NO WRITER ATTRIBUTED

Now that Omaha has captured its sniping slayer, the question remains what to do with him. Since the authorities have discouraged the simple process of lynching, the law will in all probability take its course. A healthy self-interest requires that the sniper who killed for fun be made powerless to work harm on his fellows.

At this point, the complicated amnesties available to the insane afford legal loopholes for the murderer. If it can be proven that the killer was crazy, and by the very promiscuity of his murders he is so branded, he will obtain special consideration separating him from the good, honest burglar who killed a man to escape capture. The Omaha sniper, if his case is cleverly managed, may be committed to a state lunatic asylum from which he can conceivably be released as "cured" when outward sings of abnormality disappear. Whereas the honest burglar with understandable motives for murder suffers the extreme penalty of the law.

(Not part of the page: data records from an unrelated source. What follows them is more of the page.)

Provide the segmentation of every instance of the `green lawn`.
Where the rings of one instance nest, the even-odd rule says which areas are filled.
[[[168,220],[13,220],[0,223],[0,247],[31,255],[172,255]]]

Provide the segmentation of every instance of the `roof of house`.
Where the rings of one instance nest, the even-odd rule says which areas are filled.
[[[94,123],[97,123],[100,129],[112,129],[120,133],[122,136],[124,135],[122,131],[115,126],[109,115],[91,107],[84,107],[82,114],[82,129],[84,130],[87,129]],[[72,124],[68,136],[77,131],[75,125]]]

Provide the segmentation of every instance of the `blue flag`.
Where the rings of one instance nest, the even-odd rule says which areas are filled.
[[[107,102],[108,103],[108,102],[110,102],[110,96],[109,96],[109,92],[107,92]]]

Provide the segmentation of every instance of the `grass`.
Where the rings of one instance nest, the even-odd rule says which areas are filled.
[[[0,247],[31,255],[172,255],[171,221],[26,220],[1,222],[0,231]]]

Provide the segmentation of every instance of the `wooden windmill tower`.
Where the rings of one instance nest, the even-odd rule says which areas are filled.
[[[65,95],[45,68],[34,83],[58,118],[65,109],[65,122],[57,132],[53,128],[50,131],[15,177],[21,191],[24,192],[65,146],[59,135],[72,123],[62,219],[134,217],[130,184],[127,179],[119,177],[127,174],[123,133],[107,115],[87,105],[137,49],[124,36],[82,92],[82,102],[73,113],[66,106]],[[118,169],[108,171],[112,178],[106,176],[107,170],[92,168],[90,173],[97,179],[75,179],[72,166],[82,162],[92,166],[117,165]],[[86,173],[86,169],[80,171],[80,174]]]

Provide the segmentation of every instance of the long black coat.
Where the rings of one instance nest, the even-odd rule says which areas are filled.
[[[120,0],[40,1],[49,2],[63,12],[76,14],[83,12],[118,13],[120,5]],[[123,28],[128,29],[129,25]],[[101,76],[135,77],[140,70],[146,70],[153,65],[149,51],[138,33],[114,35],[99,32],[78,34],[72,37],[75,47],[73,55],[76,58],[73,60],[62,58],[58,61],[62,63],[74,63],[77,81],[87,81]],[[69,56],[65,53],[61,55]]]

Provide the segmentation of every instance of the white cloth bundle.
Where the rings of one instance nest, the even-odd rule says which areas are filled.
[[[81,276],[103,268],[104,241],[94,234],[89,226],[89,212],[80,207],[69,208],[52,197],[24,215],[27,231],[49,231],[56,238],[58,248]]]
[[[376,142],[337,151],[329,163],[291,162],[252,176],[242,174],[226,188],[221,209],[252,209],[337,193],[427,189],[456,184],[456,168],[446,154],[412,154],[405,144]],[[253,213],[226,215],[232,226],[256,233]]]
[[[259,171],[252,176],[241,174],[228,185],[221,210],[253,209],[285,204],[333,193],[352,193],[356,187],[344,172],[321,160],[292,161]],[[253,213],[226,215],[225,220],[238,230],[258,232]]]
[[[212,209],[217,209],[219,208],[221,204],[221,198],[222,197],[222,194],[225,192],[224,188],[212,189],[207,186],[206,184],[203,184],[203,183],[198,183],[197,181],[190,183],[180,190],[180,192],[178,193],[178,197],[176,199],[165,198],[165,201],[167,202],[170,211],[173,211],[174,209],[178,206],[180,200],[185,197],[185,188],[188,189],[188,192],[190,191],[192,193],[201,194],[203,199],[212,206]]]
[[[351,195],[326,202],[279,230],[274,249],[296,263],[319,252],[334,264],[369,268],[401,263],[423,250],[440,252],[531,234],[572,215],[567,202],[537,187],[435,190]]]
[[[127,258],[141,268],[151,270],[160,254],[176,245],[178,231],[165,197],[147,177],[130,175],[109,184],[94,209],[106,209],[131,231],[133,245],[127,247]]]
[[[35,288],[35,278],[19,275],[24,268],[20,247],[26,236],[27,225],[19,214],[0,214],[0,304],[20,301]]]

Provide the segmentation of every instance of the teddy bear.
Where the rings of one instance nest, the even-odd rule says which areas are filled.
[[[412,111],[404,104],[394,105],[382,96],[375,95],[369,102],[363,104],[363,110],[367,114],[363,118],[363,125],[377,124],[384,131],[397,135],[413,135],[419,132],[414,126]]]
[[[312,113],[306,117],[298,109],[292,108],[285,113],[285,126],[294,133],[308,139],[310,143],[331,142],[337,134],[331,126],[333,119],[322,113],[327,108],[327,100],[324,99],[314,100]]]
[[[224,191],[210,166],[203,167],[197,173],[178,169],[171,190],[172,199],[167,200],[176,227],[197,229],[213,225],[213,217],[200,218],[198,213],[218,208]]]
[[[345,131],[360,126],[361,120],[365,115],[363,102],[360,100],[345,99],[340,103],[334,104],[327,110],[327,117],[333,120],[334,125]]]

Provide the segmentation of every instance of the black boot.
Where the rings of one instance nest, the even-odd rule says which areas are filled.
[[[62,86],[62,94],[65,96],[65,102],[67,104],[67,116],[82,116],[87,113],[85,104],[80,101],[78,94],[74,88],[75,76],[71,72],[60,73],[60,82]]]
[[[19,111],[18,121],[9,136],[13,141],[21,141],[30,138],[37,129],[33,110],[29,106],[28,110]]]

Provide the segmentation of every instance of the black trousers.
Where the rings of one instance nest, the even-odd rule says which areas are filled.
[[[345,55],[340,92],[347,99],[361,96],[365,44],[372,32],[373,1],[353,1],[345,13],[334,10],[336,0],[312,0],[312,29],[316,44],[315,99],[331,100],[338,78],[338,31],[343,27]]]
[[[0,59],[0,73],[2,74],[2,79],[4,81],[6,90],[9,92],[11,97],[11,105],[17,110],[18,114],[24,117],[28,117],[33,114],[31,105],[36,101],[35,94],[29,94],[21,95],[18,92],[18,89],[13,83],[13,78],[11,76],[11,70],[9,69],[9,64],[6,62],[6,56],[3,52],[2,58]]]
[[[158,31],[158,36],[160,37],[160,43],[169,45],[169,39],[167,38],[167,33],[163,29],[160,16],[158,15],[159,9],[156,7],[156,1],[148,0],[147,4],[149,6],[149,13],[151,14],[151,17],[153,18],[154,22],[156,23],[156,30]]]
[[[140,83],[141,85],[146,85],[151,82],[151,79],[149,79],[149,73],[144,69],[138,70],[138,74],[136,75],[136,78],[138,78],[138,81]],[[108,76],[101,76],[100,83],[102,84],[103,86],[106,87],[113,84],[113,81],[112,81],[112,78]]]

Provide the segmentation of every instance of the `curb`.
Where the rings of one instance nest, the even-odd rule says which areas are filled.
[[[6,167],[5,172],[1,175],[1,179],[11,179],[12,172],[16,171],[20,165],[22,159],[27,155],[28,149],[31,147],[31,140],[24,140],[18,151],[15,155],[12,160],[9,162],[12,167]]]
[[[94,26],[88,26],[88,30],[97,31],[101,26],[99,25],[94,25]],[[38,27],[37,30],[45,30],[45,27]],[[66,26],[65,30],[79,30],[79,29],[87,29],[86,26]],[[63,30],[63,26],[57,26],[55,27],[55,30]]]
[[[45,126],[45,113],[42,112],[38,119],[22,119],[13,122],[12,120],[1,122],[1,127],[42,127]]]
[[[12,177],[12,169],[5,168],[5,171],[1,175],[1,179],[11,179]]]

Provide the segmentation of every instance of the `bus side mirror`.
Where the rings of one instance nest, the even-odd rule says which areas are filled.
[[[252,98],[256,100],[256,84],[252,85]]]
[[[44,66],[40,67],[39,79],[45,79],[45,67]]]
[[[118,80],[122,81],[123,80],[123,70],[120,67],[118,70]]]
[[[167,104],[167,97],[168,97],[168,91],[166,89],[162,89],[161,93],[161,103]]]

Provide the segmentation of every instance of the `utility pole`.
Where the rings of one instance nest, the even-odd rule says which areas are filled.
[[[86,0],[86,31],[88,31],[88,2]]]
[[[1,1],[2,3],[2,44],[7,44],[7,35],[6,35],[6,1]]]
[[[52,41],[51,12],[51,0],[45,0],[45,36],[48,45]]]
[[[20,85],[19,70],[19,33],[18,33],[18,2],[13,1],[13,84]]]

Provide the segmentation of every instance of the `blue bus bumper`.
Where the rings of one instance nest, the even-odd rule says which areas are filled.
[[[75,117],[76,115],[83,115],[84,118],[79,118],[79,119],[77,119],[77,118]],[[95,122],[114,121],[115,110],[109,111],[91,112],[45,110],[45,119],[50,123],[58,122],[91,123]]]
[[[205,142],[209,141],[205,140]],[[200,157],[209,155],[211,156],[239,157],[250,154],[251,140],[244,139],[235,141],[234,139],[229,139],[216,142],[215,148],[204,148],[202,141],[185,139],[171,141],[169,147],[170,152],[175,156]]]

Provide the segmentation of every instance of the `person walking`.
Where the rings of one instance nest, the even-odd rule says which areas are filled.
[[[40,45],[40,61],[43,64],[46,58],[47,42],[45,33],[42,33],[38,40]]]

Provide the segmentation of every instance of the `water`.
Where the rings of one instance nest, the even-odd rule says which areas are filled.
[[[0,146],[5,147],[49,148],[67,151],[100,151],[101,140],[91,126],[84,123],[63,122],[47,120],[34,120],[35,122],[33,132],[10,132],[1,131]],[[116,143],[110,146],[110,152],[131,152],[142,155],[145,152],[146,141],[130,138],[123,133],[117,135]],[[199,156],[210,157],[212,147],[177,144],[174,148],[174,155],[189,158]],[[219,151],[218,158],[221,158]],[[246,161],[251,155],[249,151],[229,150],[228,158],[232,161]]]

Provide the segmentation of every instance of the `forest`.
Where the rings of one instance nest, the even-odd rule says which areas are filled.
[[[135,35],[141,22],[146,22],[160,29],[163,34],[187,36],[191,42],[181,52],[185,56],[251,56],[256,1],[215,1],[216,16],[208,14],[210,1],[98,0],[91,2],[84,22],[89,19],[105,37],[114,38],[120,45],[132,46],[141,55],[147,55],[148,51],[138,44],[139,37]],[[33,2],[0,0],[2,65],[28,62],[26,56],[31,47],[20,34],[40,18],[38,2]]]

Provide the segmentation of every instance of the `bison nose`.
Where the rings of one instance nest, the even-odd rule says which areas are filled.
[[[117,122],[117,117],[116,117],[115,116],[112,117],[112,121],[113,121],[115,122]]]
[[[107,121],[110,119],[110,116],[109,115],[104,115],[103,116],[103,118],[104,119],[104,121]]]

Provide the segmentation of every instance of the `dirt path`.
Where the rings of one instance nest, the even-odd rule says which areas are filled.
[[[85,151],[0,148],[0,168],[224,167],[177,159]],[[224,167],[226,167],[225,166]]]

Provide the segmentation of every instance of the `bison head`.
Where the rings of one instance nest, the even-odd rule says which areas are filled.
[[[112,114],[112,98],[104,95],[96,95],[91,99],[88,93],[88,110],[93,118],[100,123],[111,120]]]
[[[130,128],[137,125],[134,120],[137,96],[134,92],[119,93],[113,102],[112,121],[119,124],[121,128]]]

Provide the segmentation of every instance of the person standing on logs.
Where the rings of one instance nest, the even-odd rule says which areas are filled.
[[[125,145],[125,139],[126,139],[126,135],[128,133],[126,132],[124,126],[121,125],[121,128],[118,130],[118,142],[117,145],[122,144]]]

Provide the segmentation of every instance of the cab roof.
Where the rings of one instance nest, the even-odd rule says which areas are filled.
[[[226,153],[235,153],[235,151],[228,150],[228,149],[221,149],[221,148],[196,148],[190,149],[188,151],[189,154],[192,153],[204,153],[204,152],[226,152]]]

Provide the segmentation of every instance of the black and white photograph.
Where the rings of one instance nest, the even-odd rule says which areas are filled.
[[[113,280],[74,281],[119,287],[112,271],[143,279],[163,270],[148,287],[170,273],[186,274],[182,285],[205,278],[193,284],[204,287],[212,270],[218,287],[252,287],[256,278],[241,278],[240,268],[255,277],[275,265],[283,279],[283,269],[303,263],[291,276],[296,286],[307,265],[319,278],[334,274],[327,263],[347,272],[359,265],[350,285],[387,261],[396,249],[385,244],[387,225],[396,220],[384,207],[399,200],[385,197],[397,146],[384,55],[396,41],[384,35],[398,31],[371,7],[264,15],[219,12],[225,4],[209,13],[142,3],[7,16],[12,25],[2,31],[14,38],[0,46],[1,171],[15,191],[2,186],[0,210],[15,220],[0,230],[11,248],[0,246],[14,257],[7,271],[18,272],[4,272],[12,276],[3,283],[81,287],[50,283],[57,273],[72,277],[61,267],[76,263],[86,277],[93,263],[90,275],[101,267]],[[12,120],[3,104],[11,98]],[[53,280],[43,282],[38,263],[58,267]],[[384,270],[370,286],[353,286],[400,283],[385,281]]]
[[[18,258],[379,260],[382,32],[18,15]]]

The favored position of maniacs legally puts a premium on insanity, which forces the shrewdest wrongdoers to put in a plea of lunacy if they are to expect clemency. Modern nations do all in their power to reclaim the hopelessly insane criminal and at the same time punish the sane man of perverted ideals as rigorously as the prevailing idea of justice permits.

From the reformer's point of view more lasting good can be achieved by impressing on the normal man the advantage of obeying the law than by spending a like amount of energy in the attempt to teach a lunatic the difference between right and wrong. One can never hope that a mental defective will do constructive work for society or even that he will become independent of charitable aid. Practically therefore the sane criminal should at least be on a parity with the lunatic wrongdoer in the eyes of the law. Misplaced mercy to the hopelessly insane does not add to the total of human happiness.